According to PS, the log-r regression test has a decent discriminatory
power against club convergence alternatives.
(12.) PS (2009) have implemented their techniques to find evidence
of convergence in income per capita among the 48 U.S. states over
1929-1998. Their analysis, however, is subject to the aforementioned
limitation of deflating nominal income by national CPIs without
accounting for cross-state price differences.
(13.) One should be cautious in interpreting this as saying that
club membership is purely governed by states' output level. As
presented in Table 1, MA belongs to Club 1 even though its real output
per worker is lower than that of LA which belongs to Club 2. Our
analysis based on real per capita output data yields qualitatively
similar results on the presence of club convergence, but with a
difference in the composition of convergence clubs. Using output per
capita data, we found three convergence clubs with somewhat different
constituents. The results are not reported here, but are available upon
request.
(14.) Since the finding by Baumol (1986) that clustering is an
important feature of world income data, a number of studies (e.g.,
Dowrick and DeLong 2003; Durlauf and Johnson 1995; Quah 1996, to cite a
few) have documented the evidence of club convergence, with different
countries converging towards different steady states depending on their
structural characteristics. A nonexhaustive list of structural
characteristics includes technologies, preferences, population growth,
government policy, factor market structure, and so on.
(15.) Galor (2010) contends that club convergence is more plausible
than a conditional convergence hypothesis if economies that are
identical in their fundamentals converge to the same steady-state level
of output per capita regardless of their initial conditions.
(16.) While human capital has been emphasized in the
first-generation endogenous growth models (e.g., Lucas 1988; Romer 1990)
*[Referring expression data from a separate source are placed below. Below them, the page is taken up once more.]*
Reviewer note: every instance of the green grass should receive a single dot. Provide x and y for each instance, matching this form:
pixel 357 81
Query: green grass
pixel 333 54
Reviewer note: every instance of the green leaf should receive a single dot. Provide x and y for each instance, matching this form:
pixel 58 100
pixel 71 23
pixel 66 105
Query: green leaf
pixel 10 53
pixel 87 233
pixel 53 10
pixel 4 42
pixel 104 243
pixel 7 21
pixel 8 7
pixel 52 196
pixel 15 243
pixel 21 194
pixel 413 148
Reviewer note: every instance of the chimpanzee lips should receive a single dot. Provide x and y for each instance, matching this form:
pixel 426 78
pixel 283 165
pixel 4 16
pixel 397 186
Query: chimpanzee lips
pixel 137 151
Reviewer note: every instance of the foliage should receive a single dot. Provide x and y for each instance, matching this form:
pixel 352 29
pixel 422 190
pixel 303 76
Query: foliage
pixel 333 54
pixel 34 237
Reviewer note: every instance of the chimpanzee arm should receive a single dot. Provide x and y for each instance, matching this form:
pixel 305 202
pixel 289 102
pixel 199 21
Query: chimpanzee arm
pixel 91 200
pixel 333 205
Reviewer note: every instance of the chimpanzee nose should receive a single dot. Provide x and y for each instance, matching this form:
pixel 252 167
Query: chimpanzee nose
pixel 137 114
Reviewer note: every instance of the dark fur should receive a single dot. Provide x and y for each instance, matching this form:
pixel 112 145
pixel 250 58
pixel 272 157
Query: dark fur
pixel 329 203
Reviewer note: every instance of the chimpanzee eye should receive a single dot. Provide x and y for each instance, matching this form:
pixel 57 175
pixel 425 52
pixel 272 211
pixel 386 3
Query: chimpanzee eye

in which growth is assumed to be primarily driven by the economy-wide
stock of human capital, the second-generation endogenous growth models
(e.g., Aghion and Howitt 1998; Jones 1996; Vandenbussche. Aghion, and
Meghir 2004) focus on the creation and diffusion of knowledge as the
driving force of club convergence.
(17.) In principle, there should be no friction in trade between
U.S. states as it is unconstitutional to impede interstate commerce, but
in practice it is hardly accepted that interstate distribution of goods
and knowledge is totally frictionless. In a recent study, Allen and
Arkolakis (forthcoming) maintain that geographic location alone accounts
for a substantial fraction (about 24%) of the spatial variation in
incomes across the United States.
(18.) Policies are institutional factors that involve the
distribution of resources (e.g., tax rates) which eventually affect
economic agents and their decision making. Differences across states in
the degree of policy and regulation are known to be relevant for
intrinsically nontradeable factors or goods, such as land and housing
(e.g., Ganong and Shoag 2012). Although appealing at the intuitive
level, institutional factors are hard to identify and measure in the
data, especially at the subnational level. Nevertheless, it is often
claimed that the effect of institutional and geographical
characteristics has diluted over time, especially in the role of
resource endowments which has become far less important in production
after 1980 (e.g., Glaeser and Kohlhose 2004).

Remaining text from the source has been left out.